While routinely ordered, the electrocardiogram (EKG) is an incredibly well designed way to gather useful clinical data for cardiac and non-cardiac conditions. With new devices such as the AliveCor, EKGs are becoming more accessible on a mobile basis instead of requiring a full machine. There are many upsides to its use, including that it is non-invasive, cheap and visual.
On a cardiology rotation this summer I’ve had the opportunity to learn more about the use of EKGs than ever before. My attending consistently reports that the EKG is the only vital sign we need. Over the last several weeks, I’ve diagnosed a myriad of cardiac conditions via EKG but also have diagnosed pathology of the brain, liver, and lungs. A distinct reminder that, while our specialists treat diseases as if isolated entities, our hearts (and hence the rest of our physical self) nearly always know what’s going on. When asking the right questions and exploring the right details, one can discover even when the patient breathes or coughs. This same attending uses the consistent mistakes that the computer makes in interpreting EKGs -it’s rarely right anyways- to lead to the right diagnosis. With that, here are some concepts that can be extrapolated from the design of the EKG.
Principles of effective medical device design learned from the EKG:
1. Medical devices should report information in a visual way. From a designers perspective this is the area I think needs the most work and is the area that has shown the most growth recently. We are intensely visual animals and should use that to our advantage in learning and synthesizing data.
2. Medical device design should correlate with physiology. This seems like a no brainer, but perfecting the EKG took a long time, as tweaking its accuracy and how to process the data it provided require careful mathematics. Sensitivity and specificity are important markers to consider.

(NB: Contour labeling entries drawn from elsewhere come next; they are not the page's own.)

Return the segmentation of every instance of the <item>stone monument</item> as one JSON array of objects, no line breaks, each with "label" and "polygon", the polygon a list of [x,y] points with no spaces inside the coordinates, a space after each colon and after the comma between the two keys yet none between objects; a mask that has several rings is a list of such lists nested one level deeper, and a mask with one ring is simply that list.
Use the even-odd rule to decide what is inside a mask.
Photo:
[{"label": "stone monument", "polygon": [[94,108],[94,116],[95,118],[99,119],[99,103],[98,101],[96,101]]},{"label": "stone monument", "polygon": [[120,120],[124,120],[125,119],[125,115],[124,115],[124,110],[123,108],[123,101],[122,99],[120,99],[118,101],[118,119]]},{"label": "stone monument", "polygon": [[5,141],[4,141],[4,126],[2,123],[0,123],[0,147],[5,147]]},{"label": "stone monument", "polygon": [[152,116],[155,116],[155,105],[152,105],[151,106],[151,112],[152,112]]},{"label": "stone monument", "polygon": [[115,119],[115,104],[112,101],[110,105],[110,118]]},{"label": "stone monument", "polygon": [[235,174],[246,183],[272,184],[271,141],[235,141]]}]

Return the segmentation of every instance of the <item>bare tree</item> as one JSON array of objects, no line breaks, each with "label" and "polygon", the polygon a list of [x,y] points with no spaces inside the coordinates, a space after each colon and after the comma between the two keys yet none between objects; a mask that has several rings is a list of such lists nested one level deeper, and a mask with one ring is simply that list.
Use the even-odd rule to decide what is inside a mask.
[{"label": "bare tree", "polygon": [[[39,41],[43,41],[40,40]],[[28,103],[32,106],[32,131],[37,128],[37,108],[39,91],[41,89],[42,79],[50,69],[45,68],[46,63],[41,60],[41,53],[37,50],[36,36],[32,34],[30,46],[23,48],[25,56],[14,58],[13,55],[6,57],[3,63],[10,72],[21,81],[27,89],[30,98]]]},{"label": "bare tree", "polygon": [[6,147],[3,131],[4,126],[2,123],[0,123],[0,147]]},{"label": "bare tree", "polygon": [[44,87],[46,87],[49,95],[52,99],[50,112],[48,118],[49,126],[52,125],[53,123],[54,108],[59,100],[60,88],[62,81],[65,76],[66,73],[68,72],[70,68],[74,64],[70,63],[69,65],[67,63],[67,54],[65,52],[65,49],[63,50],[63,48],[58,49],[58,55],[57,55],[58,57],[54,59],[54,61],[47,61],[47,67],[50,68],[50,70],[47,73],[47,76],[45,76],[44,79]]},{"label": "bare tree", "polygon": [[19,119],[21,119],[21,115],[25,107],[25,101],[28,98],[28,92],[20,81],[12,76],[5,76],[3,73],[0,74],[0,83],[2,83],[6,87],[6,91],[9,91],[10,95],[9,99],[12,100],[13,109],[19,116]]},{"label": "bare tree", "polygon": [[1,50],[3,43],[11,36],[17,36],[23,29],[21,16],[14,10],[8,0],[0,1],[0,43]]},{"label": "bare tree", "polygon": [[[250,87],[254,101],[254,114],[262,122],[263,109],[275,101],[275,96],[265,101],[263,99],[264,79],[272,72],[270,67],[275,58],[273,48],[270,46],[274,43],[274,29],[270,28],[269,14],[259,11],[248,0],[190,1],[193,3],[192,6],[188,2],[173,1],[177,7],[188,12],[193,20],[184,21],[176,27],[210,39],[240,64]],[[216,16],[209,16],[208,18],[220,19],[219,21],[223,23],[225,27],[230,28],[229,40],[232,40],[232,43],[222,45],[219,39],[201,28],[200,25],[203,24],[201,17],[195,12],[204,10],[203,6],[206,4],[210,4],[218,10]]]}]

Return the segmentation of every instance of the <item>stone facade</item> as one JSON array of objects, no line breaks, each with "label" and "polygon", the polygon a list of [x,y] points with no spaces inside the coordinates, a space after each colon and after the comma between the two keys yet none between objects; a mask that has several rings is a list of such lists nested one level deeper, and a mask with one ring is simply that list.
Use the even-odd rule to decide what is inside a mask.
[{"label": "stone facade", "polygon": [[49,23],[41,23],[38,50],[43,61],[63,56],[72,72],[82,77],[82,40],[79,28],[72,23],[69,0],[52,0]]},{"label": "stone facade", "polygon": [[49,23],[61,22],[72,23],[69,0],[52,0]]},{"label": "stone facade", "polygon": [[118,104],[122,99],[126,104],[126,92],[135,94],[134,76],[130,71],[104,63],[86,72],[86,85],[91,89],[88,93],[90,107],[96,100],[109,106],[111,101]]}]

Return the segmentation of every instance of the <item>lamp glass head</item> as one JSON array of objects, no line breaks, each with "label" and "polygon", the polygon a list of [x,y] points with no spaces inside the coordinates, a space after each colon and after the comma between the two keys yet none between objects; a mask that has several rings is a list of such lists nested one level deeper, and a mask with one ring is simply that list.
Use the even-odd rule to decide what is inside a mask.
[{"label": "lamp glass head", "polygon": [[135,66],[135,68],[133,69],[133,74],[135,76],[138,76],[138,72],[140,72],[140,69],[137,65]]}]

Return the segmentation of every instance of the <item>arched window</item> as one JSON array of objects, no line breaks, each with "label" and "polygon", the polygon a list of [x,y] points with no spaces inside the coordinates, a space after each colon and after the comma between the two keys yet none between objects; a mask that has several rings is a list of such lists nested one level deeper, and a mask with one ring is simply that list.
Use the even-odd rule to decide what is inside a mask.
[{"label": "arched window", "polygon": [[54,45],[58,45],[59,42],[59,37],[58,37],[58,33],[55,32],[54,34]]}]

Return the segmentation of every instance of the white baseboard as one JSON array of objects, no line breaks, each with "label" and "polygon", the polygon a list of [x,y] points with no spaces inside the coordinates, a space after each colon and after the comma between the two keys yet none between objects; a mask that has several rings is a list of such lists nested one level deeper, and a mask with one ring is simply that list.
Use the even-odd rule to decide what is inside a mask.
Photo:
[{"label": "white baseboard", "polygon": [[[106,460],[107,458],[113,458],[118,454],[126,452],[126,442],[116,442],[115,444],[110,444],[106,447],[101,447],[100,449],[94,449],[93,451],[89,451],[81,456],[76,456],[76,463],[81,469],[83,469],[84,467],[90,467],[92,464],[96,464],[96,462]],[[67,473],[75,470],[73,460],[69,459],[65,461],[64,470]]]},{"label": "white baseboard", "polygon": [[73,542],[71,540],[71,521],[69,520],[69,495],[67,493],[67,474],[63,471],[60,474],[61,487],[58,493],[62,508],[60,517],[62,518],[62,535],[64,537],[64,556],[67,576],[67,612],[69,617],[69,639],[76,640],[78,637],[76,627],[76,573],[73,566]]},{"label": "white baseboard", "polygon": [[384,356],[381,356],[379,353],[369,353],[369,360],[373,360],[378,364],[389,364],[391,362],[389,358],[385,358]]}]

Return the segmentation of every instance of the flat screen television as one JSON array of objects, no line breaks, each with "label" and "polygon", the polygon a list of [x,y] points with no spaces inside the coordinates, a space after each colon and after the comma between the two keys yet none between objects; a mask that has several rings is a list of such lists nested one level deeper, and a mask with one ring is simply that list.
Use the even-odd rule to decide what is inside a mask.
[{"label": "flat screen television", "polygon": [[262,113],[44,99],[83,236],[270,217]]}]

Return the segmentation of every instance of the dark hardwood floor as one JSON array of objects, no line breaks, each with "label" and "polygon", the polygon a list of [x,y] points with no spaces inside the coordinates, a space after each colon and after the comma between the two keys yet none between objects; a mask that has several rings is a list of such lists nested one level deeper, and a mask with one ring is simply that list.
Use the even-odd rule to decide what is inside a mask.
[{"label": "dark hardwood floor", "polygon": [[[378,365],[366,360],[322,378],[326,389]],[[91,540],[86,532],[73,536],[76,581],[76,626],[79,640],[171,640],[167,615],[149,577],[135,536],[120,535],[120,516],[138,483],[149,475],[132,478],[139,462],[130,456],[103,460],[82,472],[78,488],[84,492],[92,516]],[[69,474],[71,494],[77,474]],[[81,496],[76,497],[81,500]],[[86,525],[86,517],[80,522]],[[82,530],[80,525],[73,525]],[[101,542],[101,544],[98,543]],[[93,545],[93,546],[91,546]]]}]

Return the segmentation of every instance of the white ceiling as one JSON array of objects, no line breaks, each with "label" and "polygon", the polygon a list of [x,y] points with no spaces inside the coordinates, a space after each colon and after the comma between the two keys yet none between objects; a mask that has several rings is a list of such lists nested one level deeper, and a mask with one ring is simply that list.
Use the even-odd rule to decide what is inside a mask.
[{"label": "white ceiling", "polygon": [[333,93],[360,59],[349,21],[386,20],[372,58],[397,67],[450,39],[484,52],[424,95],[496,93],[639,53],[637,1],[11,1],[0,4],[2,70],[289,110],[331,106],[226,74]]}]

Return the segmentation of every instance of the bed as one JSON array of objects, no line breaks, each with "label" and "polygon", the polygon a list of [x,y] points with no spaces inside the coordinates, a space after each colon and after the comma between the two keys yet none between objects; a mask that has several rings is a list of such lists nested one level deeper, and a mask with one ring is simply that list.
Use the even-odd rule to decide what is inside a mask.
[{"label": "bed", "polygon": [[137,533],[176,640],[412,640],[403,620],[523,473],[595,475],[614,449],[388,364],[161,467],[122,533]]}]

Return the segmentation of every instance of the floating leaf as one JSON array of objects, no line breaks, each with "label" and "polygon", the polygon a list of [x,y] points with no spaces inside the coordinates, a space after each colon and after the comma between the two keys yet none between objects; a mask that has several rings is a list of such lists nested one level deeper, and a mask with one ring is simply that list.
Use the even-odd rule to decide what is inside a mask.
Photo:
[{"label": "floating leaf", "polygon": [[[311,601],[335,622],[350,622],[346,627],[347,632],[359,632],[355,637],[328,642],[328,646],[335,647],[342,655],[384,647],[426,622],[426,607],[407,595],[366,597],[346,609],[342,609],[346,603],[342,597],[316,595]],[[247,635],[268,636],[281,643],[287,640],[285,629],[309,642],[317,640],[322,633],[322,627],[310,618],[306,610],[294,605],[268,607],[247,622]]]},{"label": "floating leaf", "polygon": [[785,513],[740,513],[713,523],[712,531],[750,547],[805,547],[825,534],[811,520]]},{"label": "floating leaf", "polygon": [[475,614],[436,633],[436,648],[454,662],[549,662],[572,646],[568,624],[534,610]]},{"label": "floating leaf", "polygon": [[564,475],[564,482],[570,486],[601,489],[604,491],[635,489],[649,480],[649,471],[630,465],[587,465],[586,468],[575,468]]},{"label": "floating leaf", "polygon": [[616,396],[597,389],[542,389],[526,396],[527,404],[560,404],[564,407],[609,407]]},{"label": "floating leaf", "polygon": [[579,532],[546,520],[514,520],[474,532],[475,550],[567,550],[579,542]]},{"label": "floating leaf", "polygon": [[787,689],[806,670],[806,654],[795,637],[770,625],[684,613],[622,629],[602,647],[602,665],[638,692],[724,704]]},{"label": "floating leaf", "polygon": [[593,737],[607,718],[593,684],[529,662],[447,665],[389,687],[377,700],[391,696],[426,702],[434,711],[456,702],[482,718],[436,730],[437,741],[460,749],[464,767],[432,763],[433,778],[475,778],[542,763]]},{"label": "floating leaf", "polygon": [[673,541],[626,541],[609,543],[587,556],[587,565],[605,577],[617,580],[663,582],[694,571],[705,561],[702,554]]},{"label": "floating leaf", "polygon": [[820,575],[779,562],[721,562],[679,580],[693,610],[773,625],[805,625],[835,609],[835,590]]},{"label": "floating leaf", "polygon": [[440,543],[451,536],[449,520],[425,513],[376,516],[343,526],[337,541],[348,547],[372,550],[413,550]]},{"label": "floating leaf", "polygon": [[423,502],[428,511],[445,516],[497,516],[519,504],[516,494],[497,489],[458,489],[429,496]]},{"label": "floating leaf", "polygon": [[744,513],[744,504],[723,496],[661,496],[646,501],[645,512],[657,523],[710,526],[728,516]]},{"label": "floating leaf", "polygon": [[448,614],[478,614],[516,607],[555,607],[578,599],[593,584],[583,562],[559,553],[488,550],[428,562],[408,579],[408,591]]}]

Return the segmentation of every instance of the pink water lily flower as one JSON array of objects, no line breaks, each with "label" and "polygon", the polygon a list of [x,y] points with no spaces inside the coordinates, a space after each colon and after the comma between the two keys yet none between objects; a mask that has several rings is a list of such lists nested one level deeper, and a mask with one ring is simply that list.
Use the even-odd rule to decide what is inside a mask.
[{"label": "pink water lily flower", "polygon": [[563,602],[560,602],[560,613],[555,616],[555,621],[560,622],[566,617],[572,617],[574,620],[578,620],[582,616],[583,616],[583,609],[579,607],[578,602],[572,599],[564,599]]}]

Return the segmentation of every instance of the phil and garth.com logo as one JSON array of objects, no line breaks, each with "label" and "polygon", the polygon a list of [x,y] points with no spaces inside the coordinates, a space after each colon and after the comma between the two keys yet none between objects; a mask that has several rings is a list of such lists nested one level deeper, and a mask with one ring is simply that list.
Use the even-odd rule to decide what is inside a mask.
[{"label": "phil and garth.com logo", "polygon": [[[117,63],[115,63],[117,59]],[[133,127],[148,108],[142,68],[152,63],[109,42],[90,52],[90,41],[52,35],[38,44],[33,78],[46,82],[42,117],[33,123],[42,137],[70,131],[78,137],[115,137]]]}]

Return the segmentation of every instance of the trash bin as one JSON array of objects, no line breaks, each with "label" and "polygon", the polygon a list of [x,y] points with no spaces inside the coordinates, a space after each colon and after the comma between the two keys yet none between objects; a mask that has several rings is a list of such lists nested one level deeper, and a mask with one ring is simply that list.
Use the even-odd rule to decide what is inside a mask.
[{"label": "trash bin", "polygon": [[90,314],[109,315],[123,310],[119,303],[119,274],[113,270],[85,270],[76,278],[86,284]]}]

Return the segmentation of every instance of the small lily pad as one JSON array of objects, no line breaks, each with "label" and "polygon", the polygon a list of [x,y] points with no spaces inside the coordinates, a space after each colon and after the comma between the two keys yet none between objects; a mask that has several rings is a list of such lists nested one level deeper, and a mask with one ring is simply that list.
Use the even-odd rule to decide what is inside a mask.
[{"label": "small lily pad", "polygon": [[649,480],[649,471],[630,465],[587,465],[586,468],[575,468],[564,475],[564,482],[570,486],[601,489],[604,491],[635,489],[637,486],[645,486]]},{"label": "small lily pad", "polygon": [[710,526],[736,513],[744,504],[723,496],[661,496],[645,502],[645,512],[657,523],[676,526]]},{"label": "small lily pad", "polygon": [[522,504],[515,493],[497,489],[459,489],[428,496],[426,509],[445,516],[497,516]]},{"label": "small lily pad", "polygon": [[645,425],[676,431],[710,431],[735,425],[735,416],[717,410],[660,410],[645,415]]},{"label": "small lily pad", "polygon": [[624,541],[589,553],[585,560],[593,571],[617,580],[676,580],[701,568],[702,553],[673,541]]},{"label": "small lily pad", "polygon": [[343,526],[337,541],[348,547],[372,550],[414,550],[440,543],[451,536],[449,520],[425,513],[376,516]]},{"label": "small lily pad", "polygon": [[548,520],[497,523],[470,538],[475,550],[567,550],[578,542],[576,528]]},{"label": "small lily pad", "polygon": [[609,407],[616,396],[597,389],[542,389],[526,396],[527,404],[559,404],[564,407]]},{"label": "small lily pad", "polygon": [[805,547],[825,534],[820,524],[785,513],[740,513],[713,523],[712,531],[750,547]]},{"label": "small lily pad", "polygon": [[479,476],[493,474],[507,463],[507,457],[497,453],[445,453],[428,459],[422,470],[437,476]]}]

3. Medical device design should be easy to use with basic instructions. Complexity is overrated. We’re going smaller, quicker and easier with our designs so making the device accessible is a must. An EKG just requires putting it on right to gather the data (sometimes a feat in it’s own), which is straightforward.
4. Medical device design should be non-invasive. Some of our best and most accurate tests require invasive data collection (think cardiac catheterization or biopsies) but while it requires a little more thinking to get answers from an EKG, the risks are substantially less.